Ethylene and propylene, in that order, are the two most important olefins, finding use as building blocks for chemicals and polymers. The two are co-produced in steam crackers and refineries, though their relative ratio is determined by feedstock used and severity of the 'cracking'. Gas crackers that process ethane-rich gas, produce more of ethylene than propylene, although processing of refinery streams by fluid catalytic cracking (FCC) can produce more of propylene than ethylene.

These two conventional propylene processes account for a bulk of the propylene produced globally: about 70% comes from steam cracking, while FCC yields about 25%. The balance 5% comes from alternate or 'on-purpose' processes, which aim to selectively produce propylene, with the exclusion or minor production of by-products.

The need for alternate routes

In the Asia-Pacific, where refineries still continue to be built, FCC propylene represents a growing and significant chunk of total propylene capacity. In Europe and North America, although there is significant production of propylene from refineries, the lack of investments in new refineries implies there is little scope for increasing output from this source. In the Middle East, in contrast, the development of petrochemicals has hinged around massive ethane-crackers, to the neglect of propylene and its derivatives. Globally, more than 25% of new crackers that started up in the 2003-2007 timeframe were based on ethane and produce little propylene.

While the projected annual demand growth for ethylene is at about 3%, propylene is expected to see faster growth at 4-5%, driven, in particular, by strong demand for polypropylene (PP) in emerging markets. Going forward, it is clear that steam cracker expansions and/ or additions cannot keep pace with propylene demand growth. While ethylene growth will be largely satisfied by new 'mega-crackers' being built in the Middle East, their feedstock (primarily ethane), will again make them poor sources of propylene.

In short, although propylene demand is only about half of ethylene, the world is heading to a shortage of propylene from conventional sources.

The current options for 'on-purpose' propylene

This will drive investments in 'on-purpose' propylene production. The options include: propane dehydrogenation (PDH), metathesis, olefins cracking and methanol to propylene (MTP) or methanol to olefins (MTD) technologies.

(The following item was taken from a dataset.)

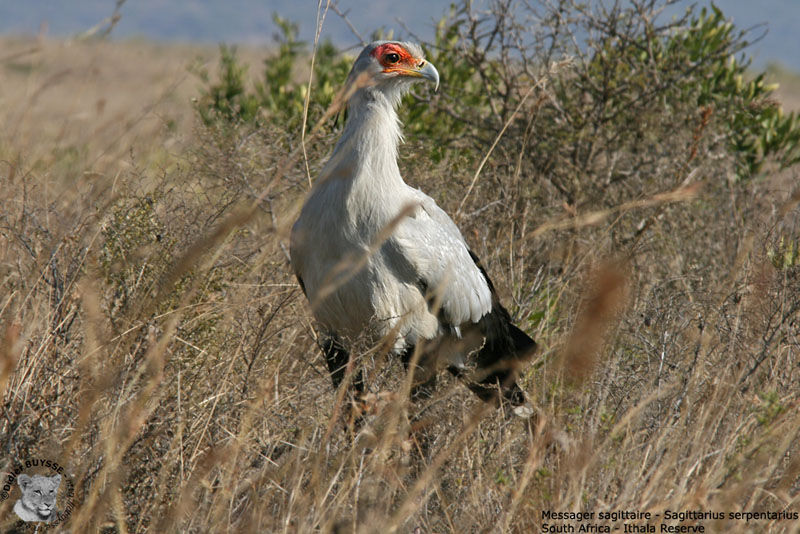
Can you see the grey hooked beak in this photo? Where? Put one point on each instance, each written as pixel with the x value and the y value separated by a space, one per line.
pixel 429 72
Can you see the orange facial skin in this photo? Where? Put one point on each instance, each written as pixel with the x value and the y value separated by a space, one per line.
pixel 395 58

PDH, which, as the name suggests involves catalytic removal of hydrogen from propane to yield the olefin, is clearly the most important 'on-purpose' route now. A small amount is also produced by olefin meta thesis, in the double bonds of olefins (say, C2 and C4 mixtures) are broken and different olefins (C3, in this case) are formed. An even smaller amount comes from cracking of C4/ C5 olefins, which technology is similar to metathesis in that low value hydrocarbon streams are converted to higher value olefins (however, their chemistry is a combination of olefin oligomerisation, cracking, disproportionation and hydrogen transfer).

The process economics

Installed PDH capacity has increased from about 2-mtpa in year 2000 to close to 6-mtpa in 2007, although not at all of the capacity is continuously operational. An important factor that decides the fate of PDH units is the 'delta' (price difference) between the price of propane and propylene. At a 'delta' below $200 per ton over a long term, PDH economics turn out to be difficult to continue operating plants and operators typically resort to shutdowns at these times. One aspect of the process, which can work both as an advantage and a disadvantage, is that it produces little of co-products. The simple PDH unit also enjoys lower capital investment, as compared to a steam cracker or FCC splitter.

In recent years, the economics of PDH have shown an improving trend. In W. Europe, for instance, PDH units have historically been run only intermittently in periods of high demand, but with little investment in European refineries or steam crackers expected, the proportion of propylene supply from PDH is expected to increase to balance demand.

Similarly, 'on-purpose' propylene is taking an increasing share of investments in the Middle East. PDH is clearly the first option, but metathesis plants are also making their appearance. The economics of the latter is determined by the relative prices of ethylene, propylene and butene (low butene prices or P/E price > 1.2) and by availability of surplus ethylene.